The Major Dhyanachand Hockey Stadium
- Interactive map of The Major Dhyanachand Hockey Stadium
- Full name: PCMC Hockey Stadium
- Location: Pune, India
- Owner: PCMC, Pune
- Capacity: 5,000

Construction
- Built: 1993
- Renovated: 2011

Tenant
- World Series Hockey

= PCMC Hockey Stadium =

Field hockey stadium in Maharashtra, in India

PCMC Hockey Stadium also known as The Major Dhyanachand Stadium is a field hockey stadium in the city of Pune, India. It has a seating capacity of 5,000 people. It serves as the home ground of the hockey franchisee based in Pune Strykers, for World Series Hockey.

==History==
It was built in 1993, was the first polygrass stadium of the district.
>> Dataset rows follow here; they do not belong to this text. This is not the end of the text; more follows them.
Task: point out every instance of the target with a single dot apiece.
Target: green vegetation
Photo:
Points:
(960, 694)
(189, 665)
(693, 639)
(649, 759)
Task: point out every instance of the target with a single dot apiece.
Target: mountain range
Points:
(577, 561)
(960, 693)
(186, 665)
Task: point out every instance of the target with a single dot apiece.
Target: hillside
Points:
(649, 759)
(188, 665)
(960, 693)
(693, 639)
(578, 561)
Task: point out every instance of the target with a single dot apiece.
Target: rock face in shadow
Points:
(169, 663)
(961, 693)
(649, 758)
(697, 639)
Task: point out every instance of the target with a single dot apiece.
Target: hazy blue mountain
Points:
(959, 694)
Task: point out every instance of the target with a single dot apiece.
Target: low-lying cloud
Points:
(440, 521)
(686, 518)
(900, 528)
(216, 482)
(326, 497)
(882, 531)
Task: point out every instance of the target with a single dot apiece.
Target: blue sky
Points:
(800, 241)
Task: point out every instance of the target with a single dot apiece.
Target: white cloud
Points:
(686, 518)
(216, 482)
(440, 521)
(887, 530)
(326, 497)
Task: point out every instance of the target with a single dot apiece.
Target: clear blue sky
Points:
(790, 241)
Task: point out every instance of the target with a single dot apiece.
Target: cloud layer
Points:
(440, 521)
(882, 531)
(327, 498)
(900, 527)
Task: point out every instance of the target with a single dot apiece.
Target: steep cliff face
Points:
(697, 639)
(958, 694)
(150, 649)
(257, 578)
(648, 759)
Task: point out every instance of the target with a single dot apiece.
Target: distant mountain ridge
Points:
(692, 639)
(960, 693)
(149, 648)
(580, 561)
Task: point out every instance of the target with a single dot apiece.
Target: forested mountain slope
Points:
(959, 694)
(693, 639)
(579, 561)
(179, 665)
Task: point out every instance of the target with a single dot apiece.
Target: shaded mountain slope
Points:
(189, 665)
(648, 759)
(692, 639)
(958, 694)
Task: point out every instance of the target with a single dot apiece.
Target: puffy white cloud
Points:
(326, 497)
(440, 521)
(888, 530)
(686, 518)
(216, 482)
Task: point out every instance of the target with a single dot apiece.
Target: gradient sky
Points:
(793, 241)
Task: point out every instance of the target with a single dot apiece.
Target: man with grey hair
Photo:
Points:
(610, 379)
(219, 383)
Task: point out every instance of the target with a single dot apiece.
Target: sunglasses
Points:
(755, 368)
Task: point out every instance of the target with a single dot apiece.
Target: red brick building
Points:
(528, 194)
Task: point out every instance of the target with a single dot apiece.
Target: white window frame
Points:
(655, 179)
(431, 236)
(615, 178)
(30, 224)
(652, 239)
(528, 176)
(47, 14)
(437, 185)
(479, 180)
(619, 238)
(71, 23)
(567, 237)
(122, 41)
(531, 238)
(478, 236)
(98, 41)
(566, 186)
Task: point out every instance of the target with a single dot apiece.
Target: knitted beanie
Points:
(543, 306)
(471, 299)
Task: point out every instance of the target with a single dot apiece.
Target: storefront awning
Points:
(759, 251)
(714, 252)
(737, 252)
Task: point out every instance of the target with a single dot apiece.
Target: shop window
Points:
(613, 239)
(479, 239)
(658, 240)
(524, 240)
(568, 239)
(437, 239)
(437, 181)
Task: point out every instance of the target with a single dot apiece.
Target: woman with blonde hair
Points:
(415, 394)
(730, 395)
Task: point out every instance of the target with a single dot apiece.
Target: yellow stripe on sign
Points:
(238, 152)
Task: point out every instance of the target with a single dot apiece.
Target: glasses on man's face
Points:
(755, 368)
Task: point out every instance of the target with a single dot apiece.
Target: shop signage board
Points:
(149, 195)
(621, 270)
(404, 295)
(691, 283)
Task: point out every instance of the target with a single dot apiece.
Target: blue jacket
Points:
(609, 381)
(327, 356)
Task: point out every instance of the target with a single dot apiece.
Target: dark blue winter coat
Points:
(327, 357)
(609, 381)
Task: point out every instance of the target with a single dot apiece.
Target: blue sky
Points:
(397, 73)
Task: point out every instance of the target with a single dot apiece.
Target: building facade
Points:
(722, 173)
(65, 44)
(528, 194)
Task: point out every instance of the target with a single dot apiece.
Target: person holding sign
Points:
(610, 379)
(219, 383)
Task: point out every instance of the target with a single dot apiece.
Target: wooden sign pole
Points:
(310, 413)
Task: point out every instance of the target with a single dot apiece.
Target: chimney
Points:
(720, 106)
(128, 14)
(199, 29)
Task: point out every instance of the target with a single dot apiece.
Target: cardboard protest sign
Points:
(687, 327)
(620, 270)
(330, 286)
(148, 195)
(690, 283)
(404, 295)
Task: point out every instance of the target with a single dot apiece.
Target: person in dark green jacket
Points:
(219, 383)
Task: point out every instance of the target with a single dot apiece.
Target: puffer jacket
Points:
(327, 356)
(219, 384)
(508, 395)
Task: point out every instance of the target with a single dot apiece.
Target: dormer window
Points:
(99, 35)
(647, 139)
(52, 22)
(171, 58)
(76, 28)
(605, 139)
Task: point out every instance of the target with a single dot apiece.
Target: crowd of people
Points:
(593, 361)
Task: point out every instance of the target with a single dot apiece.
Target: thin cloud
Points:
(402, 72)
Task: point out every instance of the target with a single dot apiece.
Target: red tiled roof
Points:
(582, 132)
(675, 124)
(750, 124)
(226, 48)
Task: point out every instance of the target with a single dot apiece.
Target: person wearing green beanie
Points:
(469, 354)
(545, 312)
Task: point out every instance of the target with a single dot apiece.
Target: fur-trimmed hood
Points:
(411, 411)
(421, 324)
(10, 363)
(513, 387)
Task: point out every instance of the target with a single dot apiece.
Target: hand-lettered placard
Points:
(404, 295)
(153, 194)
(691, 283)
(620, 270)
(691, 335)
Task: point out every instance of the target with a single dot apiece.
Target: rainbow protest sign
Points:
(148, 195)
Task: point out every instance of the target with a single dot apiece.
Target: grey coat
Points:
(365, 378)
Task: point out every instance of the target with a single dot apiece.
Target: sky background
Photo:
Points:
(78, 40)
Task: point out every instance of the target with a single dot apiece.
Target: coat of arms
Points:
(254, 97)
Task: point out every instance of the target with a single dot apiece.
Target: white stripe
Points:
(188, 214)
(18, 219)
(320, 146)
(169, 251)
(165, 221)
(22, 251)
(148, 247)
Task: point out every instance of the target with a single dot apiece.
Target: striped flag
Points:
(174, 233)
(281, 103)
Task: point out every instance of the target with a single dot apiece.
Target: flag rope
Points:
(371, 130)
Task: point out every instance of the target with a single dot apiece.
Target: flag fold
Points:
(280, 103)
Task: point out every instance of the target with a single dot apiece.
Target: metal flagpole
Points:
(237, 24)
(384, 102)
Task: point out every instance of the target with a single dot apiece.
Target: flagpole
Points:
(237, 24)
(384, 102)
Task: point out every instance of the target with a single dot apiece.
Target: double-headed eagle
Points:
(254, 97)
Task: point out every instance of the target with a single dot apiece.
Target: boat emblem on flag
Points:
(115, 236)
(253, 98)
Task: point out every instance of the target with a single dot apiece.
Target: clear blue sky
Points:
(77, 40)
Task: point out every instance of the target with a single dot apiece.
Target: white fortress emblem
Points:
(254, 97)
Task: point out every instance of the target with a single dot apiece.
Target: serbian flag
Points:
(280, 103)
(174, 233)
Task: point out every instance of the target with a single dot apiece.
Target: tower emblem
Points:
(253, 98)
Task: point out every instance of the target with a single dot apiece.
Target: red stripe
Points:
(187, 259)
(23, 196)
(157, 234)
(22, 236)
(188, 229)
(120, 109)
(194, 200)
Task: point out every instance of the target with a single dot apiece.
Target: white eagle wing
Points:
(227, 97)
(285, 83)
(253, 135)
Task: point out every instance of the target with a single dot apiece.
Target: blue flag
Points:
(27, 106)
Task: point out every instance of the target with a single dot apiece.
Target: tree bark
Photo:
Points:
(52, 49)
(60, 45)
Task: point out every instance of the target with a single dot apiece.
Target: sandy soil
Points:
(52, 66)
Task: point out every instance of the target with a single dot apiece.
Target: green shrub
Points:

It costed ₹1.15 crore to build this stadium. Women's hockey matches of National Games which were held in 1993.

==Major renovations==
The stadium has been renovated by the PCMC Administration at a cost of ₹2.75 crore to improve the infrastructure at the stadium. Four high-mast floodlights with a capacity of 1,200 lux have been set up at the stadium. Seven matches of the home side, Pune Strykers, are scheduled in World Series Hockey between 29 February to 2 April.